A sessão repete no dia 17, às 15h30, na sala M. Félix Ribeiro.

consulte a FOLHA da CINEMATECA aqui
12/03/2026, 21h30 | Sala M. Félix Ribeiro
Lisboa, Capital da Intriga Internacional
THE RUSSIA HOUSE
A Casa da Rússia
de Fred Schepisi
com Sean Connery, Michelle Pfeiffer, Roy Scheider, Ken Russell
Estados Unidos, 1990 - 123 min
legendado eletronicamente em português | M/12
Adaptação ao grande ecrã de um romance de John le Carré, THE RUSSIA HOUSE foi o filme da afirmação do australiano Fred Schepisi, realizador a quem o sucesso comercial batera à porta graças a ROXANNE com Steve Martin e Daryl Hannah.
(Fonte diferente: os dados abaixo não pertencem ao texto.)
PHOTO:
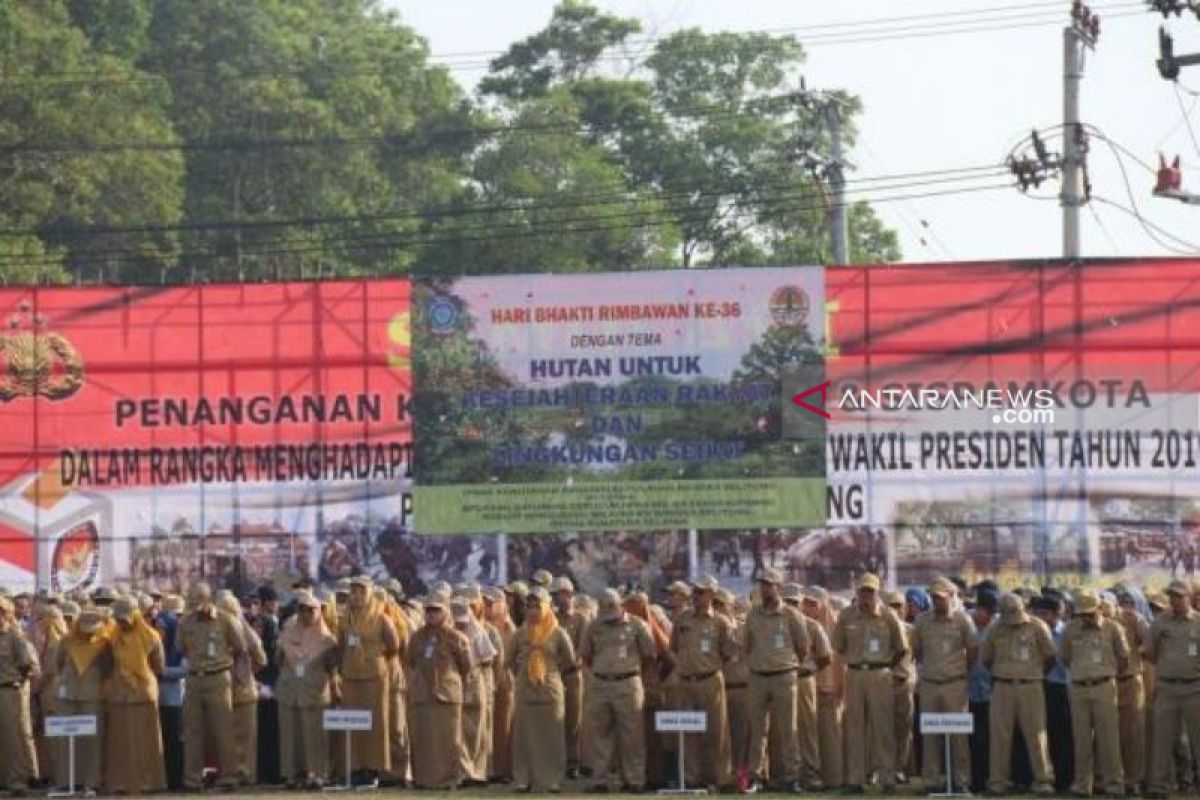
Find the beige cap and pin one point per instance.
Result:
(771, 576)
(1086, 602)
(869, 581)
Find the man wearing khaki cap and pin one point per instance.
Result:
(615, 649)
(945, 647)
(775, 644)
(1095, 651)
(1018, 650)
(870, 638)
(1174, 648)
(702, 642)
(574, 621)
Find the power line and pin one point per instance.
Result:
(623, 222)
(619, 194)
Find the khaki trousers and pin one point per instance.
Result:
(1132, 714)
(772, 708)
(616, 725)
(208, 714)
(870, 727)
(1093, 713)
(573, 699)
(1018, 704)
(808, 739)
(708, 753)
(945, 698)
(1176, 710)
(829, 739)
(303, 744)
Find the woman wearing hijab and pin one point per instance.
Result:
(52, 630)
(496, 611)
(133, 746)
(171, 691)
(307, 656)
(81, 669)
(438, 661)
(245, 693)
(541, 650)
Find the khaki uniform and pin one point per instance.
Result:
(1132, 699)
(245, 704)
(1092, 654)
(777, 642)
(870, 643)
(1174, 647)
(574, 624)
(209, 642)
(133, 716)
(18, 663)
(539, 747)
(613, 653)
(303, 696)
(77, 693)
(439, 667)
(366, 644)
(941, 645)
(807, 716)
(1017, 653)
(904, 685)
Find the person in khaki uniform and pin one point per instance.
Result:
(775, 644)
(1093, 650)
(943, 642)
(541, 651)
(245, 692)
(366, 641)
(477, 707)
(83, 666)
(573, 621)
(904, 686)
(138, 659)
(18, 667)
(871, 641)
(613, 649)
(820, 656)
(1174, 648)
(1018, 650)
(307, 657)
(210, 641)
(703, 643)
(1131, 693)
(497, 613)
(439, 666)
(831, 685)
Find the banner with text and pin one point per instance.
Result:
(633, 401)
(156, 435)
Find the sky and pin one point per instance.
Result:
(942, 102)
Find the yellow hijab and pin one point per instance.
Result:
(539, 635)
(132, 649)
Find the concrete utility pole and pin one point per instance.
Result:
(1083, 32)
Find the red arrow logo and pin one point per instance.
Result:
(816, 409)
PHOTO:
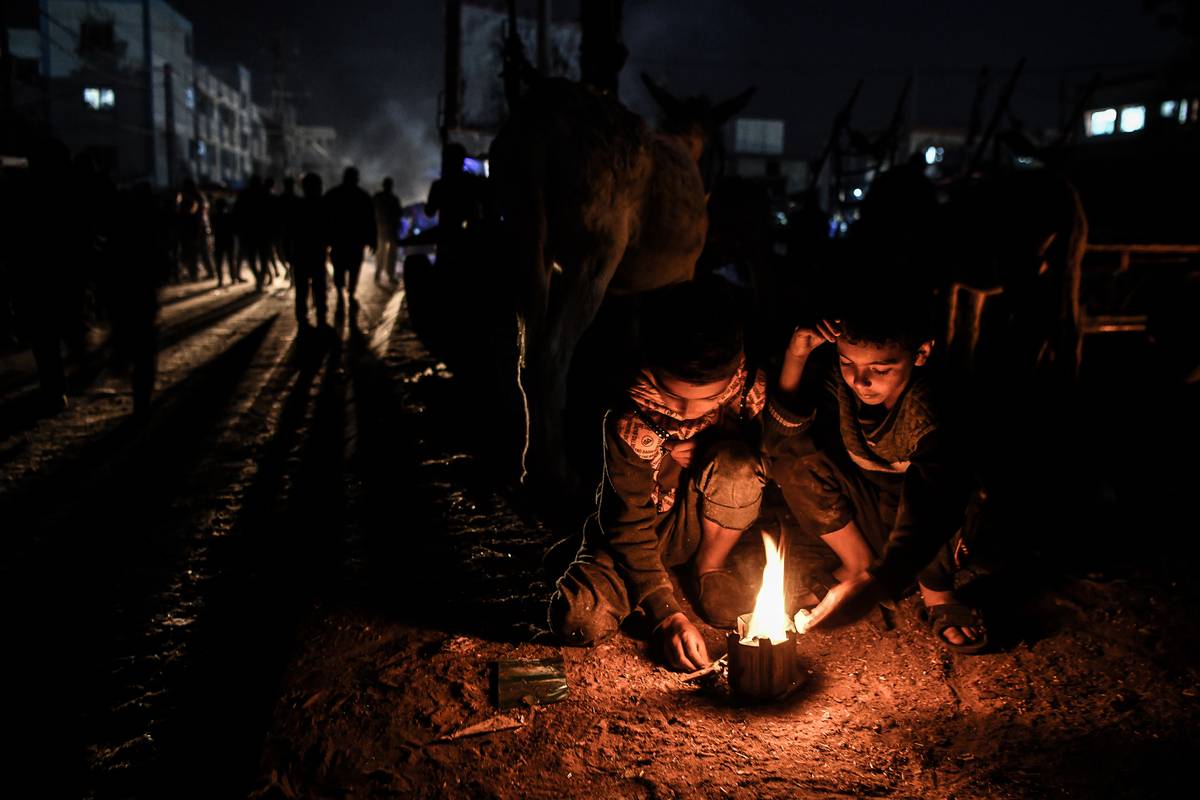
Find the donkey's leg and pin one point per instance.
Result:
(571, 312)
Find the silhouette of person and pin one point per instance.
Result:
(309, 235)
(352, 227)
(388, 211)
(287, 204)
(271, 226)
(193, 232)
(457, 200)
(249, 221)
(223, 232)
(137, 256)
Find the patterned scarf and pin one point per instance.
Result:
(653, 422)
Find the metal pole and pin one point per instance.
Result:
(168, 83)
(544, 37)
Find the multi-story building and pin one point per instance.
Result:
(121, 85)
(119, 77)
(229, 142)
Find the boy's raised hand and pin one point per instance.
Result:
(851, 599)
(682, 643)
(808, 338)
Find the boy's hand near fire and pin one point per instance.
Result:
(851, 599)
(682, 644)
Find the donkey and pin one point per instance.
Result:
(594, 202)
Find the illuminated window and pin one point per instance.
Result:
(1133, 118)
(763, 137)
(99, 98)
(1102, 121)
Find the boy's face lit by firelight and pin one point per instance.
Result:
(879, 373)
(691, 401)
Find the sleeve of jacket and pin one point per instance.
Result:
(628, 517)
(931, 506)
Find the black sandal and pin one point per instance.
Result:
(947, 615)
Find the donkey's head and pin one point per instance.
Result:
(697, 121)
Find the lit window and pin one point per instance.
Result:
(1102, 122)
(99, 98)
(1133, 118)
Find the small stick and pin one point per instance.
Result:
(705, 671)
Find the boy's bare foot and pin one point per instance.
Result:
(954, 635)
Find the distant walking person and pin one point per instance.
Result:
(138, 251)
(307, 239)
(352, 228)
(250, 220)
(222, 241)
(387, 227)
(192, 216)
(288, 205)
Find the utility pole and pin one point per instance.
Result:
(544, 36)
(168, 92)
(450, 92)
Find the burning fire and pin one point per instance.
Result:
(769, 619)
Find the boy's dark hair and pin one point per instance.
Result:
(885, 300)
(693, 332)
(877, 316)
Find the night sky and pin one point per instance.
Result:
(373, 68)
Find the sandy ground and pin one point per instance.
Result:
(1092, 690)
(294, 581)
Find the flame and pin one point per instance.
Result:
(769, 619)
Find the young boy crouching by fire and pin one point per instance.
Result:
(683, 479)
(885, 482)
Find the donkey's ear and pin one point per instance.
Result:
(729, 108)
(667, 102)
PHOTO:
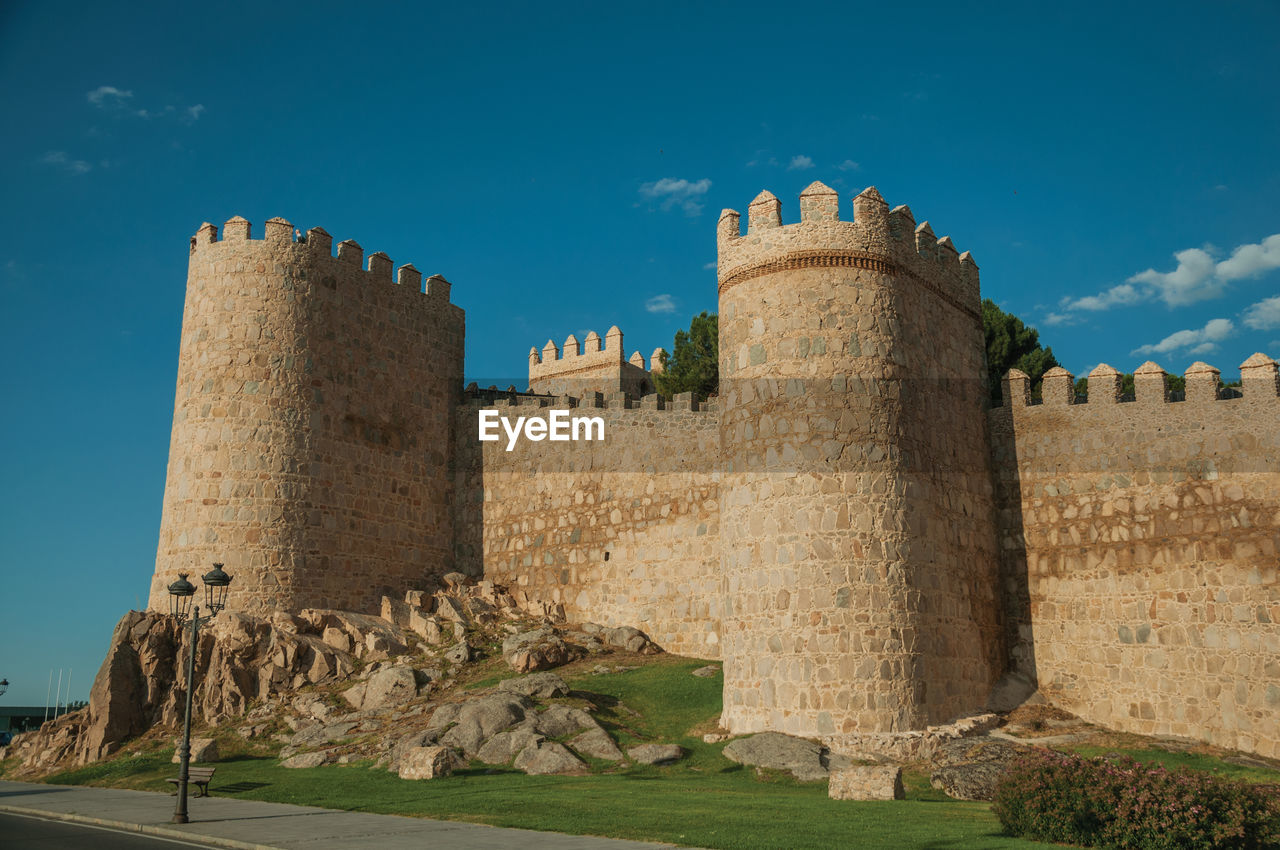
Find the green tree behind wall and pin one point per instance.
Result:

Para alguns críticos, esta é a primeira produção de monta de Hollywood realizada sob o efeito da Perestroika. A intriga intrincada, típica da escrita de John le Carré, é aqui condimentada por um romance envolvendo o editor britânico encarnado por Sean Connery e a misteriosa mulher russa interpretada por Michelle Pfeiffer. Lê-se na folha de sala distribuída em 1994 no contexto do Ciclo “Lisboa no Cinema”: “Lisboa é a luz do meio-caminho, é onde numa janela se pode agitar, inofensiva e sem confusão, uma bandeira comunista. Por outro lado, poucas vezes se pode gabar Lisboa de ter sido tão bem mostrada com tão poucos planos como em THE RUSSIA HOUSE.”

A sessão repete no dia 20, às 15h30, na sala M. Félix Ribeiro.